When the DOL announced the final rule in April 2016, it had to guess about the rule’s effects. Today, instead of guessing, we have actual facts. A recent study conducted by the U.S. Chamber found that 13.4 million investment accounts face reduced choice of retirement savings products in the wake of this new regulation. Tens of millions of Americans face the negative effects of reduced investment choice as individual accounts support the dreams and livelihoods of their families and households. This explains why 100% of financial industry participants surveyed said small retirement savers will be worse off under the Fiduciary Rule.
Even just partially implemented (full implementation could go into effect on Jan. 1, 2018), the rule’s consequences are already bad for individual investors, especially members of the middle-class. More and more individuals and families have to choose between increasingly impersonal investment options that may not best serve their particular circumstances. The rule is having the effect of forcing American savers into a straightjacket of restricted investment choice.
Another recent study, conducted by Deloitte for Securities Industry and Financial Markets Association, found that 95% of financial institutions surveyed are changing the products available to their clients as a result of the rule. The vast majority of those changes (86%) involve the availability of mutual funds. This unfortunate regulatory induced shift in the market was echoed in the Chamber’s own research. One respondent described the situation:
Truly consumer-focused regulation should empower investors and savers to seek the financial products, services, and strategies that best serve their individual needs. Policies that limit choice don’t protect investors, rather they leave them with fewer options and opportunities to successfully save for their future needs.

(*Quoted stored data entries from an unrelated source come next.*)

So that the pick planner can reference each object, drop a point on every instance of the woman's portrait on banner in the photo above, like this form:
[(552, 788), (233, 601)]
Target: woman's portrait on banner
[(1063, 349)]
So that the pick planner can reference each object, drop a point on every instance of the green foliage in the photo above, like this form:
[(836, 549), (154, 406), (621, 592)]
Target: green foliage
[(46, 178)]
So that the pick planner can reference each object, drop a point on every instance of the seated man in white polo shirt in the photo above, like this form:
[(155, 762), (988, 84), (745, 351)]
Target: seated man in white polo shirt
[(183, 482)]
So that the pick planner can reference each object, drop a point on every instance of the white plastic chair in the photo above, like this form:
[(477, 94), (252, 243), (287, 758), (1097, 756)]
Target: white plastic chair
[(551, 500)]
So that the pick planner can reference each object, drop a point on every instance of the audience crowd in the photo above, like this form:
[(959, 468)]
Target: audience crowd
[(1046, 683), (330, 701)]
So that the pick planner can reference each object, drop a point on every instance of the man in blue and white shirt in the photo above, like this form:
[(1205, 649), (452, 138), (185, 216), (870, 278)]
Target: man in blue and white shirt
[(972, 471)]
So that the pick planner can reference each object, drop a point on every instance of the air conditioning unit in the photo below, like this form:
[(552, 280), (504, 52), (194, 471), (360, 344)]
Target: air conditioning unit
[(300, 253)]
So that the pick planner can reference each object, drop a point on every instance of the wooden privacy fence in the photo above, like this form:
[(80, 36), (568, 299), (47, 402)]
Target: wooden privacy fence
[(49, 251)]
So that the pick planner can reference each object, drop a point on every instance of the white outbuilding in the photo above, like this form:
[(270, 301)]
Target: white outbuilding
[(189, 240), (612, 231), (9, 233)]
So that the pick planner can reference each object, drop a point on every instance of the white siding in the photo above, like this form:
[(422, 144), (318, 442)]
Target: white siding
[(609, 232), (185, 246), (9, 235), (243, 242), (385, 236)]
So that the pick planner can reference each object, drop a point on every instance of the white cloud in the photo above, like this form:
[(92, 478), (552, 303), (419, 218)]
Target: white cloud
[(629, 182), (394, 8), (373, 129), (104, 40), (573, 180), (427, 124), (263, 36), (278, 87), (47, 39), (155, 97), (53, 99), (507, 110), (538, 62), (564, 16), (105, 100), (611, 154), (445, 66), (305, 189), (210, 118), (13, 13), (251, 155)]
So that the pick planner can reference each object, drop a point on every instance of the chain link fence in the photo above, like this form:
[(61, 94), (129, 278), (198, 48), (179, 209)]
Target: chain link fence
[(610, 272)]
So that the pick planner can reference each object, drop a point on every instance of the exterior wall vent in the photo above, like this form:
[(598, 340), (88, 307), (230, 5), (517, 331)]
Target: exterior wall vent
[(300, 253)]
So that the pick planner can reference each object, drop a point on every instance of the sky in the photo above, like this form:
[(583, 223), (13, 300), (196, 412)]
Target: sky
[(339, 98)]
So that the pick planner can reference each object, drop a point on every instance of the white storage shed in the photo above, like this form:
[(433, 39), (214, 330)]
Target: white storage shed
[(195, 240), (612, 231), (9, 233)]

The growth in consumer choice from new technology and low cost advice has the potential to give every American an equal opportunity to receive personalized investment guidance. The Fiduciary Rule places unfair mandates on financial advisors and brokers, many of whom have served generations of local communities, and doesn’t fight corruption on Wall Street or curtail bad behavior from a few bad actors. Instead, the rule disincentivizes investment professionals to assist more clients and offer creative solutions necessary to meet the diverse retirement needs of small business owners, employees, and retirement savers.
It is good DOL proposed a delay for the effective date of the remaining parts of the rule, but unless changes are made investors will find it much more difficult to plan for their retirement.
The Securities and Exchange Commission (SEC) has also opened a comment period to solicit ways in which it should address standards of conduct for financial advisers. This is good as the SEC is the agency with primary expertise on the subject and could provide the best path forward to breaking small investors out of the straightjacket DOL has put them in.